Quelques chiffres : la catastrophe a mobilisé 11'278 sauveteurs et 396 chiens de recherche provenant de 90 pays, qui ont pu sauver 300 personnes. En d’autres termes, il s’agit de la plus grande réussite de la Chaîne suisse de sauvetage depuis sa création. Les trois intervenants ont répondu aux questions et ont reçu une longue ovation bien méritée. Reto Haltinner, du groupe de travail qui a organisé la manifestation à Olten de manière irréprochable, s’est dit « très impressionné » par ce qu’il a entendu, avant de remettre à chacun des trois orateurs un couteau de poche de la FSPC.
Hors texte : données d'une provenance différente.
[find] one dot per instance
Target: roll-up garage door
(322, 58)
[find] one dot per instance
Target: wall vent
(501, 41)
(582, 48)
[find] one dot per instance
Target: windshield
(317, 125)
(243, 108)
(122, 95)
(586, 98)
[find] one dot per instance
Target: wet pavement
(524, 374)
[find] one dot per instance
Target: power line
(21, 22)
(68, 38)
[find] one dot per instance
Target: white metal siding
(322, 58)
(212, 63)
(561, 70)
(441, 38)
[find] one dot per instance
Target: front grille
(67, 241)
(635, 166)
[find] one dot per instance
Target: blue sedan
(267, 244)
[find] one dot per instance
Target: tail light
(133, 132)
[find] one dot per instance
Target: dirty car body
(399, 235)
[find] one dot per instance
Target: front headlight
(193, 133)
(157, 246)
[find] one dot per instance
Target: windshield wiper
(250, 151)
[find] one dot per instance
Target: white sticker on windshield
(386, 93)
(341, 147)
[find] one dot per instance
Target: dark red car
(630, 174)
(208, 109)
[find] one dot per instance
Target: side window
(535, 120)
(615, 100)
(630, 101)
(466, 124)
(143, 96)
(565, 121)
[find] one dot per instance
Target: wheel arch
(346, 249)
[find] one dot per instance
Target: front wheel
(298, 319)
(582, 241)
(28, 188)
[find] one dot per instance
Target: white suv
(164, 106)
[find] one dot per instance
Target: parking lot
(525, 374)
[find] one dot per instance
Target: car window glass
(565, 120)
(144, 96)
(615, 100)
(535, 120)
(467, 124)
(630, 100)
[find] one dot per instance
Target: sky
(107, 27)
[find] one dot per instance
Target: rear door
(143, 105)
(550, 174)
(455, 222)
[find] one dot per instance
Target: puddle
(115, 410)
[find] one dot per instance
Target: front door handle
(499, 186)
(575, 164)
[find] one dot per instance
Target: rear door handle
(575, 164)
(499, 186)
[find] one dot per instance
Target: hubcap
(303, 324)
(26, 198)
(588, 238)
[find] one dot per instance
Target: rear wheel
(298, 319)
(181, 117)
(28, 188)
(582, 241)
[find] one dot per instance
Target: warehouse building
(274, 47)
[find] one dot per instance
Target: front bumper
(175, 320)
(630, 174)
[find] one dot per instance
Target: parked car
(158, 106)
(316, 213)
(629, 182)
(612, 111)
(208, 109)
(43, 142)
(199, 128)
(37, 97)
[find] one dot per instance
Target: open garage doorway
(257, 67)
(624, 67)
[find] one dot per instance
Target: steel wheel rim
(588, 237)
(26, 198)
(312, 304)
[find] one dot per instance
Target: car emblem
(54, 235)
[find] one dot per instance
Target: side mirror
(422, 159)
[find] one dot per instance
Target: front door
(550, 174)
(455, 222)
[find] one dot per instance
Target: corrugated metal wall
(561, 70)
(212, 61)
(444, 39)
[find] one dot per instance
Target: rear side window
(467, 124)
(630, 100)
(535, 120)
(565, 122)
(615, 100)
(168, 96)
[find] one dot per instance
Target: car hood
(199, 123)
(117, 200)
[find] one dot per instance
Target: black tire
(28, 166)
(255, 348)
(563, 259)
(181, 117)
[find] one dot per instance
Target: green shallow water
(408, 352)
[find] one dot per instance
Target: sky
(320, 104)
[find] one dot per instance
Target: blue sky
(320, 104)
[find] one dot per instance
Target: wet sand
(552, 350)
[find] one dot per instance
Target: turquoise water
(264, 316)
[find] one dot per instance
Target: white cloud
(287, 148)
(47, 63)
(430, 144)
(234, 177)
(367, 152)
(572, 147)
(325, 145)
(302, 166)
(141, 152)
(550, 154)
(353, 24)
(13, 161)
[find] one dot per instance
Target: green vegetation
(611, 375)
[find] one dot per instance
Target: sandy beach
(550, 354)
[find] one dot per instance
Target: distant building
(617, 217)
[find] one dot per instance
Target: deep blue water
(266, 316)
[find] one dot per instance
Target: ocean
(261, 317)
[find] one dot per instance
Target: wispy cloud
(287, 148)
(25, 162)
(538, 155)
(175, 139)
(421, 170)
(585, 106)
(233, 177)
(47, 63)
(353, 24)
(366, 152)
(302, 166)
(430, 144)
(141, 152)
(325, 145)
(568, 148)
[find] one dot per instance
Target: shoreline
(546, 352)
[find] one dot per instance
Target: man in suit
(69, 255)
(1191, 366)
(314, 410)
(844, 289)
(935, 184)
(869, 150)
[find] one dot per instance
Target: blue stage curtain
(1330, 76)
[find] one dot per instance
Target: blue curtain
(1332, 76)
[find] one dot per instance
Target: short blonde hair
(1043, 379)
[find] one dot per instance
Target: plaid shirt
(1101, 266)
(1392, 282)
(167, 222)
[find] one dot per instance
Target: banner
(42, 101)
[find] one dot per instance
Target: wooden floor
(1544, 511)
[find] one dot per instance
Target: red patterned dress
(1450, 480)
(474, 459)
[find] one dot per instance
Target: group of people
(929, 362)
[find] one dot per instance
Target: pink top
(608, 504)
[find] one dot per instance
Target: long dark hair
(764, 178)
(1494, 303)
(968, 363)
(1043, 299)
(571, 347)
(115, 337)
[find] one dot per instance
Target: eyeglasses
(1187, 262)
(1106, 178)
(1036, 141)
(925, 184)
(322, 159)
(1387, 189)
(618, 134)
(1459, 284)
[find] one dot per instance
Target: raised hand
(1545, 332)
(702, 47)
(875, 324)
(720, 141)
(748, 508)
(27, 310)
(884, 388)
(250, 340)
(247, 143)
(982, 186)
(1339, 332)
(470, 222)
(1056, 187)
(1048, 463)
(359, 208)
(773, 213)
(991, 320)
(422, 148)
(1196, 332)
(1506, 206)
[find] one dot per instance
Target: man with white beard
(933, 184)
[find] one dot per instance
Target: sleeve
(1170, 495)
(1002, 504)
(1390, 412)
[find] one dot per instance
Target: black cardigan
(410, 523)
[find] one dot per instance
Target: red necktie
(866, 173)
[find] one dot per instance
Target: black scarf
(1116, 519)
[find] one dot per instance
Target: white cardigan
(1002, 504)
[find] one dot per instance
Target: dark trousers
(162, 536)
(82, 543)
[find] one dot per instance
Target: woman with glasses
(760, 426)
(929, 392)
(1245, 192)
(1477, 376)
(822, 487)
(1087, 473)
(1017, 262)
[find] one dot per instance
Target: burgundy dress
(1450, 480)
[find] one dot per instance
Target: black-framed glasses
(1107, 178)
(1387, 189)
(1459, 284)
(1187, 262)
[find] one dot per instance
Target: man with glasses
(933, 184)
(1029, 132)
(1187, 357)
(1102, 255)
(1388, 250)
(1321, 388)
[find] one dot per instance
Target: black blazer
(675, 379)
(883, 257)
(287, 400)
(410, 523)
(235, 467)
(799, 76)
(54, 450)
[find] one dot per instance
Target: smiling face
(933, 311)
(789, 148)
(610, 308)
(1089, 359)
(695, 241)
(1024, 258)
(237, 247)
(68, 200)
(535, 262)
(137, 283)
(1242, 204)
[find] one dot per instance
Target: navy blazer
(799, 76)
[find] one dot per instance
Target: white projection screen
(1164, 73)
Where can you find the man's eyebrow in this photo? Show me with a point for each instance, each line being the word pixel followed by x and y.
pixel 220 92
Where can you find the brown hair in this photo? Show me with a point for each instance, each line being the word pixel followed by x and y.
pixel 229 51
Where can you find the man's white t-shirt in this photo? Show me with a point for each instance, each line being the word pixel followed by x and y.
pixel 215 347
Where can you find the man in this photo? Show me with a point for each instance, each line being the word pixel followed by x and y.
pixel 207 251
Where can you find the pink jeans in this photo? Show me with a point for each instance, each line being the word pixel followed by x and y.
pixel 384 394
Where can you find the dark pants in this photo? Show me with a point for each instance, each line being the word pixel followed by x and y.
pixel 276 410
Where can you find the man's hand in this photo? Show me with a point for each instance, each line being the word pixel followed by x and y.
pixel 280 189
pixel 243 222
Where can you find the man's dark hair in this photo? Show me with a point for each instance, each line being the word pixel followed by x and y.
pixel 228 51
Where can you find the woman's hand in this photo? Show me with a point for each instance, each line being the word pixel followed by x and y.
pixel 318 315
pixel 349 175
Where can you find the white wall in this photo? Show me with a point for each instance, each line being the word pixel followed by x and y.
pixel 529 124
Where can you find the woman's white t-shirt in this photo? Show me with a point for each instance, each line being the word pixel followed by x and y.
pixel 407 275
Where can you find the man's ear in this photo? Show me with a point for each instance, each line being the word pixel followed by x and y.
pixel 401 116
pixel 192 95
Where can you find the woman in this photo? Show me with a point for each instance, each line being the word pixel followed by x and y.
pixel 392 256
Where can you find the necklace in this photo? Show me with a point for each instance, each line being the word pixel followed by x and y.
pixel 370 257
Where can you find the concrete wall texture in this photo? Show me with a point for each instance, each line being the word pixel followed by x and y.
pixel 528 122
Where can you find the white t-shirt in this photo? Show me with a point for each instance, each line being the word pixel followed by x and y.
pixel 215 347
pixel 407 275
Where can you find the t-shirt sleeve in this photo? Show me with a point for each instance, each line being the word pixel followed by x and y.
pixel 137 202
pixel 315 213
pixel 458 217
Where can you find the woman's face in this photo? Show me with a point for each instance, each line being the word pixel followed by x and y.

Nouvelles de première main de l’OFPP
Après le repas, Frank Fässler, chef suppléant de la Division Protection civile et formation, a donné des nouvelles de l’OFPP. Il a évoqué les chiffres du recrutement dans la protection civile et exposé le calendrier de la révision de la LPPCi, avec un débat au Parlement lors de la session d’automne ou d’hiver et, si tout va bien, une entrée en vigueur au 1er janvier 2026. Frank Fässler a également évoqué l’adaptation de la solde et la mise en œuvre du concept des ouvrages de protection. Il a souligné que la Suisse disposait d’un «système performant et bien développé» en comparaison internationale. La planification des besoins des cantons en matière de constructions protégées court jusqu’à fin 2025. Certes, la suppression de petits abris doit être examinée, mais «nous sommes convaincus que chaque habitante et habitant de la Suisse doit disposer d’une place dans un abri proche de son domicile!» En ce qui concerne le matériel personnel de protection civile, le fournisseur devrait être choisi d’ici le milieu de l’année, ce qui permettra de lancer le processus d’acquisition début 2025.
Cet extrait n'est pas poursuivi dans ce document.